In its complaint, Elanco states that it believes the campaign deceives consumers with false notions about the safety of rbST. “For more than 20 years, rbST has been used to help cows increase milk production without changing the safety and quality of the dairy products we consume. As one of the most researched animal products ever to be approved by the FDA, rbST and dairy products made with milk from rbST-treated cows have been deemed safe by scientific authorities and regulators in more than 50 countries across the globe, including the World Health Organization,” the company noted.

“We believe these ads intentionally frighten and mislead consumers in an attempt to gain a competitive advantage,” Eric Graves, president of Elanco North America, added. “In fact, the FDA has concluded rbST poses no human health risk and requires companies to disclose that there is no significant difference between milk produced from rbST-treated and non-rbST-treated cows if they include the ‘rbST-free’ claim on their packaging. This Arla campaign blatantly disregards the proven safety of rbST as well as the real consequences of removing this type of innovation from our U.S. dairy industry.”

Elanco said removing rbST from the dairy industry's toolbox would have a direct impact on the sustainability and economic viability of dairy farms.

“Research shows that rbST helps cows produce more milk — about a gallon more per cow per day — which means farmers can produce the same amount of milk with six cows instead of seven,” the company explained, adding that the use of rbST also reduces the carbon footprint of a gallon of milk by 9%.

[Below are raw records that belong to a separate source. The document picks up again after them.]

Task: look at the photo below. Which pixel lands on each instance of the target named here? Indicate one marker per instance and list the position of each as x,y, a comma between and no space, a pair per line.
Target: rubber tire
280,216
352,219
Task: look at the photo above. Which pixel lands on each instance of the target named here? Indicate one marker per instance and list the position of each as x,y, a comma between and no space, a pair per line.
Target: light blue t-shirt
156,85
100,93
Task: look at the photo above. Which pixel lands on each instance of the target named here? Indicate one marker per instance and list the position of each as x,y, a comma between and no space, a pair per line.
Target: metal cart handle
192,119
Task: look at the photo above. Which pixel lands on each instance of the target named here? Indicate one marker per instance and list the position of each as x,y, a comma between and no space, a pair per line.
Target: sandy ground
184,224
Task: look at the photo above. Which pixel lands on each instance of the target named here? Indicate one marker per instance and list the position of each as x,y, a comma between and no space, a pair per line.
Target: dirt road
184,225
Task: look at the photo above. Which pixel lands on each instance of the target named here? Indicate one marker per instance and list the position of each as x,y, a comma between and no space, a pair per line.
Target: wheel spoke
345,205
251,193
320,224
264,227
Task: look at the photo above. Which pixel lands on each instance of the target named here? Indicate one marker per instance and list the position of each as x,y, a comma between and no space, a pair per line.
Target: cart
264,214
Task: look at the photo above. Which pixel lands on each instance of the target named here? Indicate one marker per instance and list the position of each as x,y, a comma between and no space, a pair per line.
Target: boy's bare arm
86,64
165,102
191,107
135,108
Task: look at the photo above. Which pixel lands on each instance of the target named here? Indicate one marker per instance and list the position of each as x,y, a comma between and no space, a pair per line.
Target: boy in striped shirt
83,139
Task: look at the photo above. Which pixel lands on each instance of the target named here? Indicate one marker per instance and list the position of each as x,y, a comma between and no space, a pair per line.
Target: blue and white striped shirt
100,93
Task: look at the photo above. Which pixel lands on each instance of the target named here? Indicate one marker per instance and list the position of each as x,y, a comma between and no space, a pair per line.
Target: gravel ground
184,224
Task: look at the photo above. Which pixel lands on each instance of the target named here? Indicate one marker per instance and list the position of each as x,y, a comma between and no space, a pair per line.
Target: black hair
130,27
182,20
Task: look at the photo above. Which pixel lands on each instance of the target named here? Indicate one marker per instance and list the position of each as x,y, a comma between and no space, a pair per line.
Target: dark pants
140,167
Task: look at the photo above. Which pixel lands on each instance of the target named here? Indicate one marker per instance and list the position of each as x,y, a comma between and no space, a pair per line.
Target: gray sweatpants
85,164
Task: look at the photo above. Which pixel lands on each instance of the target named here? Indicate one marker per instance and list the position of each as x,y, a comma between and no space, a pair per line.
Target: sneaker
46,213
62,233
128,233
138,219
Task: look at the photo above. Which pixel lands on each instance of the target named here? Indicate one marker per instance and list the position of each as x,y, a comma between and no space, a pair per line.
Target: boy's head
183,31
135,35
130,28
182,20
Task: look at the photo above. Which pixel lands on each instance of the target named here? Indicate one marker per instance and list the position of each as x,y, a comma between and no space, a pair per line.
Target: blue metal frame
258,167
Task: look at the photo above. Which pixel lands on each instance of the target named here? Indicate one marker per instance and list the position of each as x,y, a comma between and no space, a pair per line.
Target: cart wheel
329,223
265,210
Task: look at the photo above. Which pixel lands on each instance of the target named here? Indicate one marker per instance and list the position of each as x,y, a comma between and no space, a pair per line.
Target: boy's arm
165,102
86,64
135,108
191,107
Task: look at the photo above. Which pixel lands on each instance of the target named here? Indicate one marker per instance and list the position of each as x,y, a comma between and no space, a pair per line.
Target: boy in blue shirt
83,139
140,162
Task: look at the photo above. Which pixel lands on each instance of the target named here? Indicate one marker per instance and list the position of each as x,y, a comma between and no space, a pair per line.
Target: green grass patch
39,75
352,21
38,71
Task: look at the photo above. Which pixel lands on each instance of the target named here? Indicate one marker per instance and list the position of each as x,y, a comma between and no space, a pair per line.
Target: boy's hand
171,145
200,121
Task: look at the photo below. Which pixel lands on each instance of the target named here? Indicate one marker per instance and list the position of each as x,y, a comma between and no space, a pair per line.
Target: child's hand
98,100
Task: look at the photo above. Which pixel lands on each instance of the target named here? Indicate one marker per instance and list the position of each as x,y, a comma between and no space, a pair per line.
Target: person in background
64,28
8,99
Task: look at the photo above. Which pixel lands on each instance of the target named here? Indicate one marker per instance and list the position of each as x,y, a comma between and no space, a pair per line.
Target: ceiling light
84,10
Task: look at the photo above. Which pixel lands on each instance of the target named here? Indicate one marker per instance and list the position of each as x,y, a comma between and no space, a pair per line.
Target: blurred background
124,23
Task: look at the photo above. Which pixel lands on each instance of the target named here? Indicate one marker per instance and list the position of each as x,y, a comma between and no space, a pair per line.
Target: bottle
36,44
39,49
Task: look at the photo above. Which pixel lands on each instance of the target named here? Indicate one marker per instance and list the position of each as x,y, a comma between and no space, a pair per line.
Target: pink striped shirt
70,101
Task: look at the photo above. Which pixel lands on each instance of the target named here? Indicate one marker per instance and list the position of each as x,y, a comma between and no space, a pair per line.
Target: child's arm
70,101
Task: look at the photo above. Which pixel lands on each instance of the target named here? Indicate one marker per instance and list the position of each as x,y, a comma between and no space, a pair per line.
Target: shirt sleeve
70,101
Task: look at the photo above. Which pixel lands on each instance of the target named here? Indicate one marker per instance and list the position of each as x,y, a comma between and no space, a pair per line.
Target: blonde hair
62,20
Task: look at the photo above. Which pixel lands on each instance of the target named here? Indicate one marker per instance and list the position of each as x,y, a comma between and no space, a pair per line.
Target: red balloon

The collective impact of this increased productivity each year in the U.S. alone saves 95.6 billion gal. of water, reduces the amount of land needed for dairy farms by 1,023 square miles and eliminates 2.9 million metric tons of greenhouse gasses, Elanco noted.

“Products like rbST greatly improve farmers' impact on the environment without changing the composition, quality or nutrition of the milk their cows produce,” said Mike Hutjens, University of Illinois professor emeritus in animal science. “We should not ignore science and technology that have been proven safe and effective for the sake of marketing claims that confuse consumers.”

Graves concluded, “This is a campaign against science and innovation. We will fight to protect this important technology for future generations of dairy farmers.”